Berlin : Trockene Luft

Elisabeth binder

wünscht sich ein neues Picknick mit Musik Ein halber Liter Wein in der Plastikflasche war diesmal noch gestattet. Als letzter Rest der champagnerseligen Picknickstimmung, die sich in den vergangenen zwei Jahrzehnten alljährlich zum Abschlusskonzert der Philharmoniker in der Waldbühne ausbreitete. Die Berliner Luft ist trocken geworden, zu viel Feuchtes im Proviantkorb nicht mehr erlaubt. Die alljährliche Picknick-Party des Berliner Bürgertums hat sich unter den zunehmenden Einschränkungen langsam erdrücken lassen. Die Schmerzgrenze ist mittlerweile erreicht. Das immer ausverkaufte Philharmoniker-Konzert in der Waldbühne wird seinen Kultcharakter trotzdem behalten, denn es ist, wie Simon Rattle es ausdrückte, ein großes Familienereignis. Aber wenn der verordnete Trend zur schmalen Kost anhält, werden die Zuhörer künftig optisch den schmalen Würstchen ähneln, deren Verzehr der verbleibende Platz gerade noch erlaubt.

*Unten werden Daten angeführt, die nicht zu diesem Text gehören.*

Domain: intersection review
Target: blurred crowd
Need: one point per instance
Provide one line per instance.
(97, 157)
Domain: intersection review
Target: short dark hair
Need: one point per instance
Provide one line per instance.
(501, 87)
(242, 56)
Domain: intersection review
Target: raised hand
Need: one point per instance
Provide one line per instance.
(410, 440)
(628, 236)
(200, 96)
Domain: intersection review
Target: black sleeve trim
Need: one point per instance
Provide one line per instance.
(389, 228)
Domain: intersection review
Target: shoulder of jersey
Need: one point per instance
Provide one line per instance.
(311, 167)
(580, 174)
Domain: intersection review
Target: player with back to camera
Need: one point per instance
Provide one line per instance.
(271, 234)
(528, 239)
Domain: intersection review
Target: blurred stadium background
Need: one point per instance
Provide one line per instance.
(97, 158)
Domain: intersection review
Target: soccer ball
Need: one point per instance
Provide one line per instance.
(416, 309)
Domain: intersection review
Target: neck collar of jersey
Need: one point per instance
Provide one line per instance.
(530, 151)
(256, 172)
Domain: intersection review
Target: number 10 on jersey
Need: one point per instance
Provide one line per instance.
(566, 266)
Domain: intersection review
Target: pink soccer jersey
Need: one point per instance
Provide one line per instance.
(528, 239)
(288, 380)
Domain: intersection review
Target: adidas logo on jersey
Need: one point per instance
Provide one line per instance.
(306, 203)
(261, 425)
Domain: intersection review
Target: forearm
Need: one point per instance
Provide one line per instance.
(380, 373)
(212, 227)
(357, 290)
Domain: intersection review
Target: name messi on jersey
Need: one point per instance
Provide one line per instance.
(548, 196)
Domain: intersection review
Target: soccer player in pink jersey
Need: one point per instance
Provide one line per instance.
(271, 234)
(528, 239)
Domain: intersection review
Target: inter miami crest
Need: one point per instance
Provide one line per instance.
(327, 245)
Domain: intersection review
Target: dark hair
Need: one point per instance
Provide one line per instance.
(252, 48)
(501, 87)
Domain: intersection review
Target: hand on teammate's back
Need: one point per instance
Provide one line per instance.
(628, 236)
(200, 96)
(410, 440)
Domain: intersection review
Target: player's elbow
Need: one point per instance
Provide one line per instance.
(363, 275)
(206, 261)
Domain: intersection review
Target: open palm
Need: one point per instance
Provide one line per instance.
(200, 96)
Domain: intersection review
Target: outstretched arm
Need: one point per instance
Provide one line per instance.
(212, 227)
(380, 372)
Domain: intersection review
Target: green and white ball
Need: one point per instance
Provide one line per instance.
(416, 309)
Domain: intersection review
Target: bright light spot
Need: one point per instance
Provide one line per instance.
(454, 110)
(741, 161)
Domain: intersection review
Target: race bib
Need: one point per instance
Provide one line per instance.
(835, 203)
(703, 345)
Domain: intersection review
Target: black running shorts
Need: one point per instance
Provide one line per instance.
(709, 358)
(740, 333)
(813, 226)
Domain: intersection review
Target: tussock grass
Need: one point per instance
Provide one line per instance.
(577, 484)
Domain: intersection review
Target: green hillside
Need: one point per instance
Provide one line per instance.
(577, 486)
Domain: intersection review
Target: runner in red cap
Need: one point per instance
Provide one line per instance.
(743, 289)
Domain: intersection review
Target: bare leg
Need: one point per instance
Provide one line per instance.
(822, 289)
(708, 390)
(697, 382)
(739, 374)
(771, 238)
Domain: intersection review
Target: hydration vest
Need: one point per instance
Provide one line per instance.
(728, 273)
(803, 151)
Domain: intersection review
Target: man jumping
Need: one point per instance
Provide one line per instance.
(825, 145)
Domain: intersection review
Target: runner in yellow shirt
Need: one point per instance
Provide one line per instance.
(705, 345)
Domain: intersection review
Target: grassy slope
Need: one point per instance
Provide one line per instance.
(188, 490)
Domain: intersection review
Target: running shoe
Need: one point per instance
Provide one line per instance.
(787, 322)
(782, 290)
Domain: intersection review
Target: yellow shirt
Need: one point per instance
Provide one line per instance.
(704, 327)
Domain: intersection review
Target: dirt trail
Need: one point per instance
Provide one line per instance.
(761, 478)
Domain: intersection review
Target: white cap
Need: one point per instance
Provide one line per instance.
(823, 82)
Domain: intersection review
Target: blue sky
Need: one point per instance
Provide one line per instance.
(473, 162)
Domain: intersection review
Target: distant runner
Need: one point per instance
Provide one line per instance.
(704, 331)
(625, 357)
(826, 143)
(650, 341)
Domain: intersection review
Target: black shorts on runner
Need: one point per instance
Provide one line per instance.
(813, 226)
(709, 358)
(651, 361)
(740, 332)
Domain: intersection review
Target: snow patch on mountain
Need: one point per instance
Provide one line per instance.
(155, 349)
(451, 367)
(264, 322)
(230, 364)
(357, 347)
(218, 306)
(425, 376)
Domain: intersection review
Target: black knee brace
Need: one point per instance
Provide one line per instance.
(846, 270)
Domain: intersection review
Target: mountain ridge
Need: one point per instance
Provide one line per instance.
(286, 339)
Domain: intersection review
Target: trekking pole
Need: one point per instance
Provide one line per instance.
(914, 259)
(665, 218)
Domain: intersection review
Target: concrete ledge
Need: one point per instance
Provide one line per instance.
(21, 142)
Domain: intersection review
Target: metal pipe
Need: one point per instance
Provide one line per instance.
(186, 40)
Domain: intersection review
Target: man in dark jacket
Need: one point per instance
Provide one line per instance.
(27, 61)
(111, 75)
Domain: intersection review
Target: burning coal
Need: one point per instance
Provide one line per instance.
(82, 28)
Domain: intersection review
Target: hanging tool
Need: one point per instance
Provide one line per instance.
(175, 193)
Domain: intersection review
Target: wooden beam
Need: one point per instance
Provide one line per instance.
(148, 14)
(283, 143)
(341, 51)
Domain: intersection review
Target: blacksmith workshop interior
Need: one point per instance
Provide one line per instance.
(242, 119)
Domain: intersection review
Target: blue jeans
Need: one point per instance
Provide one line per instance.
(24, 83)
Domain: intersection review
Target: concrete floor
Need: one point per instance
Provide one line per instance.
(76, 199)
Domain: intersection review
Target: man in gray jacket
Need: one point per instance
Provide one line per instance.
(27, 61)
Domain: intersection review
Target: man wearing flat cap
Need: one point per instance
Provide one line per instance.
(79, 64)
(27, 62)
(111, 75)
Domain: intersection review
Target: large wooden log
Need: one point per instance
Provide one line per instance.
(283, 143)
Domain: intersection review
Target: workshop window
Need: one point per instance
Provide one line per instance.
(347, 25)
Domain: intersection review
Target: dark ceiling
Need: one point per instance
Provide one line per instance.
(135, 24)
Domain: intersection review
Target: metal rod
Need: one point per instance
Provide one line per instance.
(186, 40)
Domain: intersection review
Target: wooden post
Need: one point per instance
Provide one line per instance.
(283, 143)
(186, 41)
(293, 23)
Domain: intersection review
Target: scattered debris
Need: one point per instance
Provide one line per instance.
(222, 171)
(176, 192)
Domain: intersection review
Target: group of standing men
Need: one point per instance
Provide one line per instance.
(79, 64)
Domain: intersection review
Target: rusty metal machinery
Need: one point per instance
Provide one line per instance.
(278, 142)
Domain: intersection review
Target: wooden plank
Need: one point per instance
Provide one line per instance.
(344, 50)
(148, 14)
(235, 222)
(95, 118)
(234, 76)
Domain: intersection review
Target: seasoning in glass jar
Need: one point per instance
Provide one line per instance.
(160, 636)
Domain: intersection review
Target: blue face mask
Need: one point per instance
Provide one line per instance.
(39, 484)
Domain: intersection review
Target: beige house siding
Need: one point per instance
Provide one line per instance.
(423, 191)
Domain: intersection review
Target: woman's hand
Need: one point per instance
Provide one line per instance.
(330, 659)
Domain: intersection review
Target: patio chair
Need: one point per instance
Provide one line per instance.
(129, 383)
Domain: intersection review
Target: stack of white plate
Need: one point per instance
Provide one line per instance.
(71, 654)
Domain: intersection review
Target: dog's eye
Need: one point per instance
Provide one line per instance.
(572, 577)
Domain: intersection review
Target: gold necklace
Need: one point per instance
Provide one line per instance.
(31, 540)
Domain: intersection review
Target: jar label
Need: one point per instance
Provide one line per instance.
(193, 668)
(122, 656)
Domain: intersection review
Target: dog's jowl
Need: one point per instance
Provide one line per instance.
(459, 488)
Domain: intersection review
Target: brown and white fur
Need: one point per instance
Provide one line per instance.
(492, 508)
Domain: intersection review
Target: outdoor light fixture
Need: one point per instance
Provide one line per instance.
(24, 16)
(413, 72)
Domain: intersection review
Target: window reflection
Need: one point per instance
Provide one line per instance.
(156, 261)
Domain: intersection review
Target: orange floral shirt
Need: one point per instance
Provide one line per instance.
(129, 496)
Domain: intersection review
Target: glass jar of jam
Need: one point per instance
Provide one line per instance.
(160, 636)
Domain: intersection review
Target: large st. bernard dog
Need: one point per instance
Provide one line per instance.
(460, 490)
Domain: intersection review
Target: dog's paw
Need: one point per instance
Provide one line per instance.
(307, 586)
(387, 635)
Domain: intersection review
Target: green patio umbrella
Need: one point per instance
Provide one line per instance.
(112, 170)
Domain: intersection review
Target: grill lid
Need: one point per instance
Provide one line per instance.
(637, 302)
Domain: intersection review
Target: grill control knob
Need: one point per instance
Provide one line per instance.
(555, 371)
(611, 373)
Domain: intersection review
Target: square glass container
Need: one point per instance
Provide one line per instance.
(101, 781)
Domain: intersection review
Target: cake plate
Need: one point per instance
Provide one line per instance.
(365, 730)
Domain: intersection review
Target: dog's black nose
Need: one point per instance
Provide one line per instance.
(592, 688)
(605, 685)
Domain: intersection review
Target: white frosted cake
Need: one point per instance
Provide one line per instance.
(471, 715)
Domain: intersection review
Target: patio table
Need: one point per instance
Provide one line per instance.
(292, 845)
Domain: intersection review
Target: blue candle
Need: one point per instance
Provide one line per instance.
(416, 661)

Es klafft also eine Lücke für eine neue Veranstaltung mit Kultpotenzial. Vielleicht muss einfach ein neuer Ort her. Das New Yorker Vorbild „The Met in the Park“ – das jährliche Freiluftkonzert der Metropolitan Opera im Central Park – könnte den Berliner Opern neue Fans erschließen und dem Picknick zu Musik zu neuen Höhenflügen verhelfen. Direkt neben dem Potsdamer Platz wirkt der Tiergarten besonders wild verlockend zum gleichzeitigen musikalischen und kulinarischen Schwelgen. Der nächste Sommer kann nur besser werden.